One of the biggest causes of heart disease in Australia will now be easier to diagnose thanks to NCI’s integrated data storage, supercomputer and cloud computing systems.
A collaboration of two major Australian medical research institutes and Harvard Medical School found that whole genome sequencing is an effective method for diagnosing dilated cardiomyopathy.
The newly applied genetic test uses a patient’s entire genome sequence to pick up more genetic changes, or variants, than other methods. This makes diagnosis more likely, and makes it easier for researchers to learn more about how the disease works.

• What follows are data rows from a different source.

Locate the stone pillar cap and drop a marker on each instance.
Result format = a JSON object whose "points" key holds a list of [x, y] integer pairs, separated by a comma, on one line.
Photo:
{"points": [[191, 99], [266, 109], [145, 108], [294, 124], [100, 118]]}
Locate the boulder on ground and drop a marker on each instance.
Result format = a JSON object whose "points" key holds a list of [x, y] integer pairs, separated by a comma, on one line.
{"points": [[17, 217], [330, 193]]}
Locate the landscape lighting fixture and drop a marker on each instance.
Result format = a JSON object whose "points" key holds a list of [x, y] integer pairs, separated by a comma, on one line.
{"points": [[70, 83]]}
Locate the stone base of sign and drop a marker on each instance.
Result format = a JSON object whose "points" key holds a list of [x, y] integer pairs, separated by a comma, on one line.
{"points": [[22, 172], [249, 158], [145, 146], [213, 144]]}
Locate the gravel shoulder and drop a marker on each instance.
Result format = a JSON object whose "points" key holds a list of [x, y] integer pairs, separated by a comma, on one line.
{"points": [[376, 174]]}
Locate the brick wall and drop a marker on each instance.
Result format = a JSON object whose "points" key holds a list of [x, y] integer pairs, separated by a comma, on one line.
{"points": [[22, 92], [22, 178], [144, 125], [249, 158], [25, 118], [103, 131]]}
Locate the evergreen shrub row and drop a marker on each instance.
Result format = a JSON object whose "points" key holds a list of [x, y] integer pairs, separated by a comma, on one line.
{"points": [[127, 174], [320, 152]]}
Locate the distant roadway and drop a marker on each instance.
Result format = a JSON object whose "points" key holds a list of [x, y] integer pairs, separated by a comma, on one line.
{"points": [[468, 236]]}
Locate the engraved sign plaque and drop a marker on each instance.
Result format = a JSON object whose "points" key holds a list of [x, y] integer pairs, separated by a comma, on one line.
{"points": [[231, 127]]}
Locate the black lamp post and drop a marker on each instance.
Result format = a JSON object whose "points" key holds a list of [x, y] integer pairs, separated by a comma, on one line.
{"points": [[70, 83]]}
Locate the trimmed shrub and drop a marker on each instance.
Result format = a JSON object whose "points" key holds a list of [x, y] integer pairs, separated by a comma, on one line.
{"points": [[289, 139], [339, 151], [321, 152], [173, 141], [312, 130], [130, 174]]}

The research used NCI as a platform to bring the genomics and bioinformatics expertise from the Garvan Institute of Medical Research and heart disease biology and clinical expertise from the Victor Chang Cardiac Research Institute together. The primary innovation that NCI supported was to develop ClinSV, a bioinformatic method to identify a class of large genetic changes, known as structural variations. This assisted in diagnosis of one patient’s heart disease, and has subsequently been clinically accredited.
Dr Mark Cowley from the Garvan Institute’s Kinghorn Centre for Clinical Genomics says that NCI played an important role in the outcome of this project.
“NCI was critical to this research. We were able to do develop, and optimise novel bioinformatic approaches to understand the data, leveraging the high-performance platform and data storage capability at NCI,” he says.
“In addition, being able to access the data in a virtual environment using NCI’s cloud computing made sharing data with collaborators that much easier.”
The knowledge and skills that the researchers gained from this work will be applied to look deeper at the genetic causes of other diseases, including kidney, neurological and developmental diseases, and cancer.
Dr Cowley says, “Whole genome sequencing can be applied to the diagnosis of almost all genetic conditions .”
As we get further into a world of genomic medicine, the power of NCI’s world-class computing and data storage facilities will be continue to be in high demand.